D’ailleurs j’aimerais attirer l’attention sur un point qui n’a pas été évoqué dans la chro (mais que je n’ai vu évoqué dans aucune chro jusqu’à présent, de toute manière, sûrement parce que ça ne vaut pas le coup d’en parler), qui est la parallèle à tracer entre Black Swan et Perfect Blue, un putain de chef d’œuvre du cinéma d’animation japonaise de 1998 (je cite la date de mémoire, elle peut être un peu approximative), adapté du bouquin éponyme. On y retrouve des thématiques terriblement similaires : le monde du spectacle, la perte de l’innocence sous le feu d’une sexualité mal gérée, la fragilité d’une jeune artiste féminine, mais surtout le thème du double et des projections, même si les dénouements se révèlent très différents.

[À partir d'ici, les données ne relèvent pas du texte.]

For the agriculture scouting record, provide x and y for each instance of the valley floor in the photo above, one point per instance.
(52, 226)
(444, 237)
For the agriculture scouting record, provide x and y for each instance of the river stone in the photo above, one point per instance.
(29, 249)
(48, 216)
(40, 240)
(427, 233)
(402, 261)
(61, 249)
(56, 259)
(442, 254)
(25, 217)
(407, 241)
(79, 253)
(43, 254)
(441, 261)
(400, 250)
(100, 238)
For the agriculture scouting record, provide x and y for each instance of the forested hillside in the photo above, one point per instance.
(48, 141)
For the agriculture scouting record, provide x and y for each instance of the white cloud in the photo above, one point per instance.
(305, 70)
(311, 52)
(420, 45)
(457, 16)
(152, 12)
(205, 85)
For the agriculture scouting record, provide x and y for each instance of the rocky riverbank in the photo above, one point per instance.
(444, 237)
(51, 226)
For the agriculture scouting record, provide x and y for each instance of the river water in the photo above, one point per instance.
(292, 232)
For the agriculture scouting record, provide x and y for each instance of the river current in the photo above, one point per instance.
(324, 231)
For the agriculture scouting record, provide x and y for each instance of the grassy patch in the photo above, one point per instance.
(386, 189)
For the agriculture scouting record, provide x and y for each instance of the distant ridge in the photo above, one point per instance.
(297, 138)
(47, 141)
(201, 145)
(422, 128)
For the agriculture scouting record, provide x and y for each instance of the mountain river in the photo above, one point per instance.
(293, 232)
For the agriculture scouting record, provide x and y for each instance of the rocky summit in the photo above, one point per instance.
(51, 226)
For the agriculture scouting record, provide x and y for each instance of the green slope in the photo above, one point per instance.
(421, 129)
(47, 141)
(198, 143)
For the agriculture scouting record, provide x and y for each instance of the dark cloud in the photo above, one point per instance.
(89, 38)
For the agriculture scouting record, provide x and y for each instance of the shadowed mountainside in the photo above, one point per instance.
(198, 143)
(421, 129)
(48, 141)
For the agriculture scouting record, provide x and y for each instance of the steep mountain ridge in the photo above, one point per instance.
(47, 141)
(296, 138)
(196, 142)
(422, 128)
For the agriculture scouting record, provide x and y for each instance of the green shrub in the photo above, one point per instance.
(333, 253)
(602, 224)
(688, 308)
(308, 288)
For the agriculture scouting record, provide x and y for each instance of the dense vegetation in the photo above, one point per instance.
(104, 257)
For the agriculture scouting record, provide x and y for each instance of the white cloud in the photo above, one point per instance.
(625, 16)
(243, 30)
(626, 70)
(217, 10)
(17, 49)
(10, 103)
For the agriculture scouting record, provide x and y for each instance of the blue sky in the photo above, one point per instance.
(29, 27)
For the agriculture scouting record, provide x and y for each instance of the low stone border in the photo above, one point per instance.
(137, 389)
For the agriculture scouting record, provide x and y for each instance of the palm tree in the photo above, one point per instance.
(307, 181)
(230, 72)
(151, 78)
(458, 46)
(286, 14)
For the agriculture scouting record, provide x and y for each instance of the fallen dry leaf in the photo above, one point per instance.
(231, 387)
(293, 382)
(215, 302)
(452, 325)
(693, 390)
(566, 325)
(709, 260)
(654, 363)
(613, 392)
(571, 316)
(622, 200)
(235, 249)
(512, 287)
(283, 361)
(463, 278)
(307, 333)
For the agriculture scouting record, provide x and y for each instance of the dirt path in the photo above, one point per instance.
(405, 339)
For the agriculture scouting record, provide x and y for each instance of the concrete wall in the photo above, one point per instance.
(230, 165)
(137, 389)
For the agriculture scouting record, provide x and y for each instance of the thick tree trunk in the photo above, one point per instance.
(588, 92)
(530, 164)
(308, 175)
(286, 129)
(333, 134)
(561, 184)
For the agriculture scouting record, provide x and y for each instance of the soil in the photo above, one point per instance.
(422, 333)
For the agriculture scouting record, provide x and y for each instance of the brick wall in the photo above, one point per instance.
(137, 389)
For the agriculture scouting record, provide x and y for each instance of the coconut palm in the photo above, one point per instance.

On y retrouve même une scène où le personnage principal est persuadé d’avoir tué quelqu’un a grands coups de tournevis comme Nina pense avoir buté l’autre avec un bout de verre, pour qu’au final on se rende compte que ce n’était qu’une hallucination… Coïncidence ? Pas vraiment, vu que c’est ce cher Darren Arnonofsky qui est détenteur des droits d’adaptation de Perfect Blue aux US – il les avait acheté spécialement pour pouvoir plagier légalement (en plan pour plan) une scène du film d’animation dans Requiem For A Dream (celle où Jennifer Connelly est dans sa baignoire). Du coup si Black Swan vous a plu, je ne saurais que trop vous conseiller de mater aussi Perfect Blue, c’est vraiment intéressant de mettre les 2 en regard.

Ellen
Ellen
Invité.e
24 février 2011 11 h 32 min

C’est la première fois depuis au moins 20 ans que je retourne voir 3 fois un film. Black Swan est un morceau d’orfevrerie cinématographique. Certaines séquences sont a elles seules des chefs d’oeuvre: quand Nina scrute dans les coulisses le regard de Thomas pour son approbation et qu’il lui renvoit une expression dubitative…. Les mouvements de caméra lorsque Nina tombe sur scène.. … Magnifique jeux d’acteurs et mise en scène! Merci Darren Arronofsky et Nathalie Portman.